Dans la Ligne Maginot, les ouvrages sont dotés de groupes électrogènes entraînés par des moteurs à explosion (essentiellement Diesel ). Nous avons donc trouvé utile de créer un document traitant de la partie technique des moteurs diesel 4 temps.
-présentation d'un cylindre de moteur Diesel,
-principe du Diesel à 4 temps,
-éléments de calculs et calculs,
-application à un moteur SMIM de la Ligne Maginot (ouvrage de Fressinea -SFAM-),
-annexes.
Nous avons réalisé cette étude en mémoire de notre père (Gaston Cima), spécialiste des moteurs Diesel dans l'Armée de l'Air, puis professeur de thermodynamique à l'IUT de Ville d'Avray. Bernard et Raymond Cima.
C'est après avoir suivi les cours de mon père (puis d'autres) que j'ai soutenu une thèse de doctorat sur les moteurs Diesel, en 1982, à l'Université Pierre et Marie Curie de Paris. Bernard Cima.

Le moteur à explosion voit le jour à la fin du XIX° siècle. Deux figures se détachent à quelques années d'intervalle : le Français Beau de Rochas (1815-1893 brevet en 1862) et l'Allemand Diesel (1858-1913 brevet en 1893). Le moteur à combustion interne est né.
La technologie de base est commune aux deux types : la chemise (*), tube fermé à une extrémité par la culasse (*), comporte un piston (*) mobile qui se déplace entre le PMB (Point mort bas) et le PMH (Point mort haut). Des orifices percés dans la culasse comportent des obturateurs, les soupapes (*), mettant la chemise en communication avec l'air extérieur. Un autre orifice sert de support à l'organe qui va provoquer l'explosion : la bougie (moteur à essence) ou l'injecteur (*) (moteur diesel à gazole).

Né à Dignes en 1815, Beau est le fils d'Alexandre BEAU et de Lucrèce JACQUES de ROCHAS (vieille famille dignoise).
Son père, bonapartiste notoire, contrôleur aux Contributions Directes, est déchu de ses fonctions officielles après l'abdication de Napoléon. Il connaît alors quelques difficultés pour faire vivre sa famille et en 1823, l'oncle maternel d'Alphonse Beau (le chevalier Henri-Justin de Rochas), prendre en charge l'éducation de son neveu, sous la condition qu'il porte les deux noms, paternel et maternel : Beau de Rochas.
Après une vie pleine de rebondissements, Beau de Rochas décède à Vincennes en 1893.
A seize ans il remporte le premier prix de mathématiques du Collège Royal d'Orléans.

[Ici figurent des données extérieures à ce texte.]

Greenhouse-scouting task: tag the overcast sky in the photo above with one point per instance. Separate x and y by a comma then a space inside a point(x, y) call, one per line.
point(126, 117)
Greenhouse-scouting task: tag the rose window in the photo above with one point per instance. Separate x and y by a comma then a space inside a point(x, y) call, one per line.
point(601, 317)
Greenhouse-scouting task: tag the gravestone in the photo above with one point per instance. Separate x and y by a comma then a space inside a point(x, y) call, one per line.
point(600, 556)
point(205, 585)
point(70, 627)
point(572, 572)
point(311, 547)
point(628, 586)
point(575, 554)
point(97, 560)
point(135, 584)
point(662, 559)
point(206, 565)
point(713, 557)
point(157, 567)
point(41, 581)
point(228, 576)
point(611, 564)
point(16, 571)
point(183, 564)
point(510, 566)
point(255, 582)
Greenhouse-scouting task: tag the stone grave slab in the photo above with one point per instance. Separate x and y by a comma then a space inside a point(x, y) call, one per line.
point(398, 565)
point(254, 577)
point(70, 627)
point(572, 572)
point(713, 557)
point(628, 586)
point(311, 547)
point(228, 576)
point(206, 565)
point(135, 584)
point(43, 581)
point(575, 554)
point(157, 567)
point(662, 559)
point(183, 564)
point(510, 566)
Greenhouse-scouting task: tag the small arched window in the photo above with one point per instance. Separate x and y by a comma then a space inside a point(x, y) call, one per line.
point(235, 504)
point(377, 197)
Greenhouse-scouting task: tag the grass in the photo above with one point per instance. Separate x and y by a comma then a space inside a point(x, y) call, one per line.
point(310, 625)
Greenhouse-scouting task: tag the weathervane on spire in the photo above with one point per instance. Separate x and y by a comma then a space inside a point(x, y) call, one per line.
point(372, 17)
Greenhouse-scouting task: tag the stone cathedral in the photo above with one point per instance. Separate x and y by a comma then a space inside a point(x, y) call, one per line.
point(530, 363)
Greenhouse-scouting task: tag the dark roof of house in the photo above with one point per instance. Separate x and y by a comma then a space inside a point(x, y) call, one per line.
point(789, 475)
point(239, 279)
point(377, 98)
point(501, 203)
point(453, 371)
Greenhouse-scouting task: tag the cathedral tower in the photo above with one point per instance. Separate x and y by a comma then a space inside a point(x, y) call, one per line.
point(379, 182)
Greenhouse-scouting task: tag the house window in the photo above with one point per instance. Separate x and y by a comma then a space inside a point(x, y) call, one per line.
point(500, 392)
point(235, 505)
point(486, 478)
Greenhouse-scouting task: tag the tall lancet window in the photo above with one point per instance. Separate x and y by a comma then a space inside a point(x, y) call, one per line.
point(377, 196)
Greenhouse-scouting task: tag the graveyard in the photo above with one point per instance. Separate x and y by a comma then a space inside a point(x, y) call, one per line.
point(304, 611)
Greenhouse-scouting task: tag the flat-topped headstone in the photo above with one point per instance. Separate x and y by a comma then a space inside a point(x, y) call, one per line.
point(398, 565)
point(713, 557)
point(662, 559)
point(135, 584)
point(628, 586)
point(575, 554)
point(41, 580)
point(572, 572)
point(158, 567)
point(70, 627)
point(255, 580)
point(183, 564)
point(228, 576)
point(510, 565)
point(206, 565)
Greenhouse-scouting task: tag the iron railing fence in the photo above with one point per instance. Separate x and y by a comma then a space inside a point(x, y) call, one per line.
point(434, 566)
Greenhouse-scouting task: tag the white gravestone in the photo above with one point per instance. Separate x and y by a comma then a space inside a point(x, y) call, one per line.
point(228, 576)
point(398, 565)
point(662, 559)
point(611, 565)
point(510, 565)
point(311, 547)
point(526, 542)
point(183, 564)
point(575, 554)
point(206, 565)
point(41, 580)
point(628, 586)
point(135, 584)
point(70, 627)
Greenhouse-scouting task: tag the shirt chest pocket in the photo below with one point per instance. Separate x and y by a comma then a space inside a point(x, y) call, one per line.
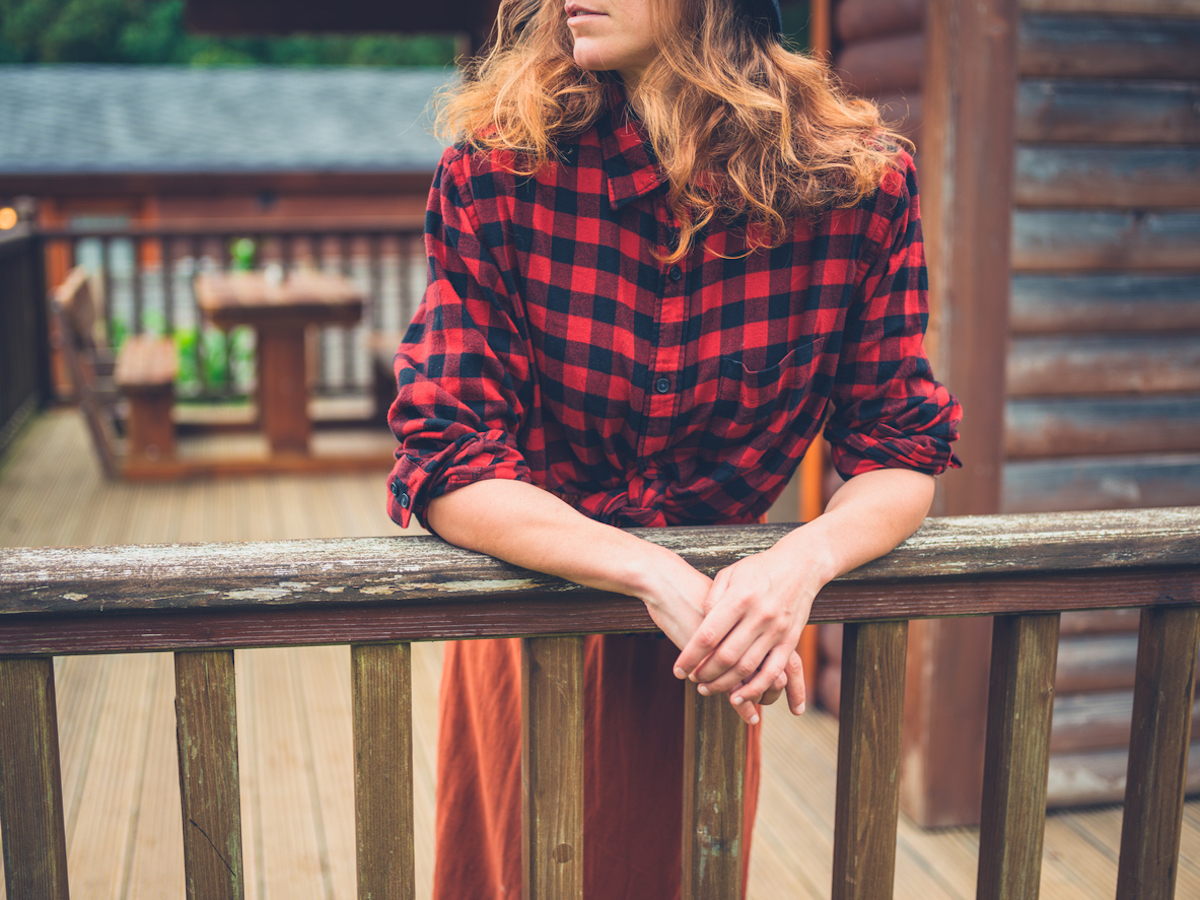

Puis, Ingénieur Civil, il fait tour à tour de la recherche et de la politique.
Le 16 janvier 1862, Beau de Rochas dépose, auprès de la Société de Protection Industrielle, le brevet n°52-593 dans lequel il propose un moteur à combustion interne à quatre temps :
-aspiration pendant une course entière du piston
-compression pendant la course suivante de retour
-inflammation au point mort et détente pendant la troisième course
-refoulement des gaz brûlés, hors du cylindre, au dernier retour de piston.
Beau de Rochas précise que l'inflammation du gaz détonnant, préalablement comprimé, peut être provoquée par une étincelle ou être spontanée par auto-allumage.
Il vient ainsi de décrire le fonctionnement des futurs moteurs à essence (premier cas d'inflammation) mais pas tout à fait celui des moteurs Diesel (deuxième cas d'inflammation) à cause de la notion de -gaz détonnant préalablement comprimé- (voir notre document sur Diesel).
Beau de Rochas ne fera jamais construire de tels moteurs. Et ce n'est qu'en 1876 qu'un ingénieur allemand, Nicolas OTTO (1832-1891), réalise le premier 4 temps à essence.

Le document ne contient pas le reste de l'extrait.